2) there are permanent and temporary failures. Permanent failure is record unable to deserialize, record failing data validation. In this case, I'd like to skip the invalid record, as discussed in 1). Temporary failure might be some specific exception or state, like for example database connection errors, network issues etc. In this case, we do not want to skip failing record, we want to retry, after some delay.
Subject of this question is ONLY implementing skip/don't skip behavior.

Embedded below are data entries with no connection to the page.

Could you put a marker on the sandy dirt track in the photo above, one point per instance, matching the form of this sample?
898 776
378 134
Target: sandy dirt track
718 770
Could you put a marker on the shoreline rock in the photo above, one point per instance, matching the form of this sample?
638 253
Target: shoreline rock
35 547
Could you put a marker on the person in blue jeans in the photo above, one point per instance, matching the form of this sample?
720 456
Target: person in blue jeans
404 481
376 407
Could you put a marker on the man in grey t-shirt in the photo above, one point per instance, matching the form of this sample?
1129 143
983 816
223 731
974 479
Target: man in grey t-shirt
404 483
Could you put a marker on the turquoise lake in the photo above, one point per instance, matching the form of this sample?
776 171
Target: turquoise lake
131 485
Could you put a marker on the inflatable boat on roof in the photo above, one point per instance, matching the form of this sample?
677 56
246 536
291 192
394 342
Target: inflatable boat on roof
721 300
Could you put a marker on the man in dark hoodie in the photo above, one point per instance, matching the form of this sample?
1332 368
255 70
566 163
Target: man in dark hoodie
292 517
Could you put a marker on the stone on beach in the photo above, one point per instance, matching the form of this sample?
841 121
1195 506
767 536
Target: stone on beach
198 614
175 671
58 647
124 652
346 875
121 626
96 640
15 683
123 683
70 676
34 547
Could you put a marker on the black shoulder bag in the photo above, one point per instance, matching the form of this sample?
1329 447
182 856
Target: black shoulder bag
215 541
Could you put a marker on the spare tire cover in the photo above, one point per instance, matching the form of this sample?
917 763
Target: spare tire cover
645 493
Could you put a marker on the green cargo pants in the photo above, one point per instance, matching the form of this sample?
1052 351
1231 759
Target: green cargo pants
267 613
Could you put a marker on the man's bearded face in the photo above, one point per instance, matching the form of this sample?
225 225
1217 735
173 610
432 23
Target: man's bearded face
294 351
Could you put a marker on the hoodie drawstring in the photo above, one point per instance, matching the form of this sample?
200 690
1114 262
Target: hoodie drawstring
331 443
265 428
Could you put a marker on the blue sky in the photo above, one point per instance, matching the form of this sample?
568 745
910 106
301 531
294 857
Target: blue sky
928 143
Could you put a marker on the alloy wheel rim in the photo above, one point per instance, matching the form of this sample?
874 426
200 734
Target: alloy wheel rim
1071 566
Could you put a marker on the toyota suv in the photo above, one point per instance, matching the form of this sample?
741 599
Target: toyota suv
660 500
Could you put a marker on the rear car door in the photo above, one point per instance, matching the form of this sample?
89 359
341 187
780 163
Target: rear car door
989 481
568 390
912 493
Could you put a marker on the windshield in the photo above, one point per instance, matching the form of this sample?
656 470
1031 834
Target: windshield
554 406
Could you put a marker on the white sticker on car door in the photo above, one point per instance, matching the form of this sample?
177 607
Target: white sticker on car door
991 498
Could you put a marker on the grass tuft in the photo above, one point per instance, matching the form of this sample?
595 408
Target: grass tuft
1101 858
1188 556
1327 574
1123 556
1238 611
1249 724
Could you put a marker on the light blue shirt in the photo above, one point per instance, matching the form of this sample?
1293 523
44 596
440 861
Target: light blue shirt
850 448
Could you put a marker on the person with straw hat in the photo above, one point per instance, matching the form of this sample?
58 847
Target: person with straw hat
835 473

Lets say, that this is our starting point:
private Map<String, Object> createKafkaConsumerFactoryProperties(String bootstrapServers, String groupId, Class<?> valueDeserializerClass) {
Map<String, Object> props = new HashMap<>();
props.put(ConsumerConfig.BOOTSTRAP_SERVERS_CONFIG, bootstrapServers);
props.put(ConsumerConfig.KEY_DESERIALIZER_CLASS_CONFIG, StringDeserializer.class);
props.put(ConsumerConfig.VALUE_DESERIALIZER_CLASS_CONFIG, valueDeserializerClass);
props.put(ConsumerConfig.GROUP_ID_CONFIG, groupId);
return props;
}
@Bean(name="SomeFactory")
public ConcurrentKafkaListenerContainerFactory<String, String> kafkaListenerContainerFactory(
@Value("${…}") String bootstrapServers,
@Value("${…}") String groupId) {
ConcurrentKafkaListenerContainerFactory<String, String> factory =
new ConcurrentKafkaListenerContainerFactory<>();
ConsumerFactory<String, String> consumerFactory = new DefaultKafkaConsumerFactory<>(
createKafkaConsumerFactoryProperties(bootstrapServers, groupId, AvroDeserializer.class),
new StringDeserializer(),
new AvroDeserializer(SomeClass.class));
factory.setConsumerFactory(consumerFactory);
// factory.setConcurrency(2);
// factory.setBatchListener(true);
return factory;
}
and we have listener like:
@KafkaListener(topics = "${…}", containerFactory = "SomeFactory")

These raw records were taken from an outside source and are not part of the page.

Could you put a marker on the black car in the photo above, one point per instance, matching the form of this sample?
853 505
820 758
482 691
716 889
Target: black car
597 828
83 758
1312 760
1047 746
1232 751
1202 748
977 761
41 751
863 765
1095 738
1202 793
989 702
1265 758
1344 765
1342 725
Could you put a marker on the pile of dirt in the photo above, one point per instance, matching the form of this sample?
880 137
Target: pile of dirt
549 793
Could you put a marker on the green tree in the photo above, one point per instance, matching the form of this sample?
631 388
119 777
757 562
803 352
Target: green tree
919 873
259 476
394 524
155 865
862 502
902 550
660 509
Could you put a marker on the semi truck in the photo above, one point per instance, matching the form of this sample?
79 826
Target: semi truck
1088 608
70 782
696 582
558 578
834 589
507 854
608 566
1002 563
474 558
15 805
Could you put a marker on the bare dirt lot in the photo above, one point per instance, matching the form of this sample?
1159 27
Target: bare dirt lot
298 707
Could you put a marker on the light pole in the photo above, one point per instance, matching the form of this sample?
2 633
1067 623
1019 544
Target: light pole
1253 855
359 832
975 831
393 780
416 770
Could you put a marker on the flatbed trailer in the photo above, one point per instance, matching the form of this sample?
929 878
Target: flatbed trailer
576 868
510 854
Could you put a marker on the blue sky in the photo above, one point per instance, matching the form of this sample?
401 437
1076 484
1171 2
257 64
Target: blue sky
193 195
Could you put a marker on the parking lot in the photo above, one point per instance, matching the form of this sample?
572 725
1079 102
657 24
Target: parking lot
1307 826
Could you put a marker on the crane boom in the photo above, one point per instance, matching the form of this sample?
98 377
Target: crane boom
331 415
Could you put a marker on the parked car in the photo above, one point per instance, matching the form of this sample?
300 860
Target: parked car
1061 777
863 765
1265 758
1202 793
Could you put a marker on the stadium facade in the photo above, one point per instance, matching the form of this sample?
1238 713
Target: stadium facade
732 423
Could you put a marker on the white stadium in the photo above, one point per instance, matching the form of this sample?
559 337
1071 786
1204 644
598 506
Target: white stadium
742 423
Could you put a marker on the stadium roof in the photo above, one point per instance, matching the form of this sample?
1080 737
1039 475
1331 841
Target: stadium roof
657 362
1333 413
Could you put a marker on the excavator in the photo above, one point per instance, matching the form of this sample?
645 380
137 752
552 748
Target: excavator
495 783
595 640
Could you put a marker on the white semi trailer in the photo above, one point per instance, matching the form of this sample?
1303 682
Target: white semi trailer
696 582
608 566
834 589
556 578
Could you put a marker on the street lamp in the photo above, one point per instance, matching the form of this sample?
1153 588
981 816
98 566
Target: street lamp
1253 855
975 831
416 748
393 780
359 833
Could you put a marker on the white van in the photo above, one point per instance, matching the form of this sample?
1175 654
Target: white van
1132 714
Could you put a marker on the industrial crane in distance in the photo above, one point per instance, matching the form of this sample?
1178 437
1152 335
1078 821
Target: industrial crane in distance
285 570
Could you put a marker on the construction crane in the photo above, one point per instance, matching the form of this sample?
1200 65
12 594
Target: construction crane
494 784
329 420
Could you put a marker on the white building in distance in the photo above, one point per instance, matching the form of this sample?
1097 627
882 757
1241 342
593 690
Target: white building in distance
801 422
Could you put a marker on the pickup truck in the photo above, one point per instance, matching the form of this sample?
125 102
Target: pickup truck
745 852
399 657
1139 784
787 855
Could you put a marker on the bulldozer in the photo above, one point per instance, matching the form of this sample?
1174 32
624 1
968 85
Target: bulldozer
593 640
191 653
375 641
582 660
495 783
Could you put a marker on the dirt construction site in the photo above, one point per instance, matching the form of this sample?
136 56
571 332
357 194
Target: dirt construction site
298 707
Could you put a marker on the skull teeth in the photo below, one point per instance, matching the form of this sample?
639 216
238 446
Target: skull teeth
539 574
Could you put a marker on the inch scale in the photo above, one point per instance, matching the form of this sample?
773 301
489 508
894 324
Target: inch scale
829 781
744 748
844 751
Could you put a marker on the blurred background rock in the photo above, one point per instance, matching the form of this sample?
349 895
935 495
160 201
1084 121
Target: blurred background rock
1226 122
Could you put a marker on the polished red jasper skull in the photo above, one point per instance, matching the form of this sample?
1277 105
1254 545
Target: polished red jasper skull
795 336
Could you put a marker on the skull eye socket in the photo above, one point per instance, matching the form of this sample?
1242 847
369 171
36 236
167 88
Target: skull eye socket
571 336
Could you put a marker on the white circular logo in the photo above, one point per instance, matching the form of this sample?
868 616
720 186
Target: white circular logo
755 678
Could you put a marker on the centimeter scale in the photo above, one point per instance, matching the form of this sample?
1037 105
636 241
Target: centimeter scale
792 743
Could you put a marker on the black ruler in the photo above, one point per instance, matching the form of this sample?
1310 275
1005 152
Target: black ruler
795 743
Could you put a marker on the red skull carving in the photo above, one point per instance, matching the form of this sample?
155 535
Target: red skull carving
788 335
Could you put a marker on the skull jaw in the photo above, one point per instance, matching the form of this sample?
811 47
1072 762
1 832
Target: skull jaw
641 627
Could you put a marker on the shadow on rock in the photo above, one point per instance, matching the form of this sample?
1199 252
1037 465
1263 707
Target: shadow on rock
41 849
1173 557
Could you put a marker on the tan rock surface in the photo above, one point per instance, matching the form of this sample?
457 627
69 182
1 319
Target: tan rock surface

public void receive(@Valid List<SomeClass> messageList) {/*logic*/}
Now how this behave if I understand correctly:
when listener gets message, ~when we reach inside of receive method, the kafka message will be already acked, and if receive method throw an exception, the next poll will return following record. Because ack happened, and we do not have error handler defined, thus logging error handler will kick in. This is not necessarily what we want. We can use SeekToCurrentErrorHandler to reprocess the message. Or one can specify TransactionManager, and if exception 'leaks' from listener, repositioning will also happen. If someone know performance comparison of these two approaches, please tell me.

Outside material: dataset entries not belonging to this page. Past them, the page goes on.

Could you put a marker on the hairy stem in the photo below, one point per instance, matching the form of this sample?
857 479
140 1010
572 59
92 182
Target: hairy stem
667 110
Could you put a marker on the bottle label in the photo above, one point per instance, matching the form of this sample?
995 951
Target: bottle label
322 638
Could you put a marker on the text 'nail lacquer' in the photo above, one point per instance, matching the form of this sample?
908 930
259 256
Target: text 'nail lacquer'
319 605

when message cannot be deserialized, deserializer will fail, message will not be acked and same record will be polled again. This is some sort of "poison packet" since kafka will spin on this message indefinitelly. We do have retry.backoff.ms to at least slow it down, but I can't see any max number retries or something. So the best thing we can do is to stop/pause container in this situation. Which is way to harsh. Btw. I'm new to kafka/spring-kafka, I did not see anywhere mention, how to manually reposition offset from outside of an application, meaning OK, listener is down, but now what? Another solution would be not to fail deserializer, and return something. But what?? KafkaNull, great, but then our listener will fail because SomeClass ClassCastException. We can send some artificial value of SomeClass, which is again horrible, because this is not a data what we actually get. Also this is architectonically incorrect.
or we can use repositioning error handler, which would be great, well if we know how to do that. I need to seek to next record. But while documentation says, that ErrorHandler should communicate which record caused the failure, it seems that it fails to do so. So even in non-batch listener I have list of records(1 failed + bunch of unprocessed), and have no idea where set offset to.
So what is the solution to this madness? Well the best I can come up with right now is pretty ugly: do not fail in deserializer (bad), do not accept specific type in listener (bad), filter out KafkaNulls manually (bad) and finally trigger bean validation manually (bad). Is there a better way? Thanks for examplantion, I'd be grateful for every hint or direction given how to achieve this.